Strategi digitalisasi dalam proyek Amadi fokus dilakukan pada situs Kabuyutan Ciburuy di Garut, Jawa Barat. Proses awal digitalisasi ini dimulai dengan membangun studi kecil untuk melakukan pemotretan dan pemindaian terhadap lontar-lontar berbentuk persegi panjang.
KOMPAS/ZULKARNAINI
Peneliti filologi Melayu-Aceh dari Universitas Islam Negeri Ar-Raniry Banda Aceh, Hermansyah, saat meneliti salah satu manuskrip peninggalan masa lampau yang ditulis oleh ulama besar kala itu. Pada 18 Mei 2023, Badan PBB untuk Pendidikan, Ilmu Pengetahuan, dan Kebudayaan (UNESCO) menetapkan naskah Hikayat Aceh sebagai warisan dunia.
Data digital dari hasil pemotretan tersebut kemudian disimpan dalam sebuah situs bernama amadi.unpad.ac.id. Namun, situs ini belum bisa diakses secara penuh karena masih dalam proses penelitian, penambahan, dan perbaikan data. Sampai sekarang, situs ini tercatat memiliki 1.456 data dan 558 transliterasi atau penyalinan dengan penggantian huruf.
Beragam tindakan
Menurut Setiawan, secara umum penyimpanan data digital lontar memang mudah dilakukan.
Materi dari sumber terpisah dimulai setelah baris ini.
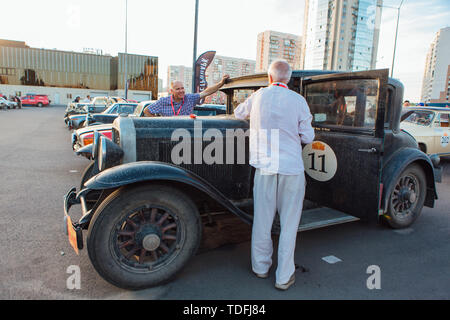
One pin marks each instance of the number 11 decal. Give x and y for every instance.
(320, 161)
(313, 159)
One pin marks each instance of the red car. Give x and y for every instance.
(38, 100)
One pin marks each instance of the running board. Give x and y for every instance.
(317, 218)
(323, 217)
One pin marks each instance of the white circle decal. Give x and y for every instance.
(319, 160)
(444, 139)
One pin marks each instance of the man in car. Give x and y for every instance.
(179, 103)
(280, 121)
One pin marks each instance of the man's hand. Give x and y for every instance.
(214, 88)
(224, 79)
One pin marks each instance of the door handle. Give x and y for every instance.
(371, 150)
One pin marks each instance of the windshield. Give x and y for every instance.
(422, 118)
(139, 108)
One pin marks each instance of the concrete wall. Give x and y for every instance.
(65, 95)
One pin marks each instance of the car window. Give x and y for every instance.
(421, 117)
(444, 120)
(345, 103)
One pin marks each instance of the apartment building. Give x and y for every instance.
(341, 34)
(436, 78)
(273, 45)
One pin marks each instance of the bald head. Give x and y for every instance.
(177, 90)
(280, 71)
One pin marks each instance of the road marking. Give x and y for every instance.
(331, 259)
(404, 231)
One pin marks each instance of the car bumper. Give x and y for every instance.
(73, 230)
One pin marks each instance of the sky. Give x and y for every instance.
(165, 28)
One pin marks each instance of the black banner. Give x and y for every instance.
(201, 65)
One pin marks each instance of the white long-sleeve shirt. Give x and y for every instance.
(280, 120)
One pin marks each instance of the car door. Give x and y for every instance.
(343, 164)
(442, 133)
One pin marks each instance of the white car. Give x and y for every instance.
(7, 104)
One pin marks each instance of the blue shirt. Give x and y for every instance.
(164, 107)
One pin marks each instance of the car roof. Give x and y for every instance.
(424, 108)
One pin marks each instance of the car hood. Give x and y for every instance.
(99, 127)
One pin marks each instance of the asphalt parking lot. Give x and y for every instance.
(38, 166)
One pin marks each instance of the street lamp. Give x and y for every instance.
(125, 58)
(396, 33)
(195, 46)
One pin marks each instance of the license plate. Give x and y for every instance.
(72, 235)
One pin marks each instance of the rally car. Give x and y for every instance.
(430, 127)
(149, 187)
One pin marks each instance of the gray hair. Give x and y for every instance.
(280, 70)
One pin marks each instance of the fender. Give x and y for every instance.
(395, 166)
(144, 171)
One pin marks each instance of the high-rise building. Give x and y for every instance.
(436, 77)
(341, 34)
(273, 45)
(180, 73)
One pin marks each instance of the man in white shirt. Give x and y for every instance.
(280, 121)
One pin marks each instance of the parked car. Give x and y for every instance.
(430, 127)
(143, 207)
(7, 104)
(38, 100)
(75, 108)
(83, 120)
(98, 105)
(84, 136)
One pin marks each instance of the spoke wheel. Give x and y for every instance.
(142, 236)
(147, 238)
(407, 198)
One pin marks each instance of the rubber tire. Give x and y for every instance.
(120, 203)
(399, 223)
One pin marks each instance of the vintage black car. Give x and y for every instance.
(103, 123)
(142, 207)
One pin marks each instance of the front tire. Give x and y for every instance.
(143, 236)
(407, 198)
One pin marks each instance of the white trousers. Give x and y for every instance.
(271, 193)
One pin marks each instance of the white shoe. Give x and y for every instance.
(262, 275)
(286, 285)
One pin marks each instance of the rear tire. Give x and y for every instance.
(407, 198)
(143, 236)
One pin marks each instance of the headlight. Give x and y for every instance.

Akan tetapi, pihaknya melakukan tindakan lain yakni penelusuran, segmentasi, dan anotasi atau catatan pengarang. Hal ini dilakukan karena data tersebut tidak bisa dibaca oleh masyarakat umum dan hanya bisa dipahami oleh filologi atau pihak-pihak tertentu.
”Kompleksitas penulisan dalam lontar ini cukup sulit untuk membedakan obyek-obyek yang ada. Kemudian tidak semua citra digital lontar tertangkap dengan baik sehingga butuh upaya image processing (pengolahan citra) untuk menyempurnakan data ini,” katanya.
Selain itu, dilakukan juga binerisasi dengan cara menghapus latar belakang (background) citra tersebut dan mengambil teks tersebut yang bertujuan untuk mendapatkan obyek secara lebih jelas. Binerisasi ini menjadi salah satu tantangan lain karena masih dilakukan secara manual dan belum bisa dikerjakan secara otomatis.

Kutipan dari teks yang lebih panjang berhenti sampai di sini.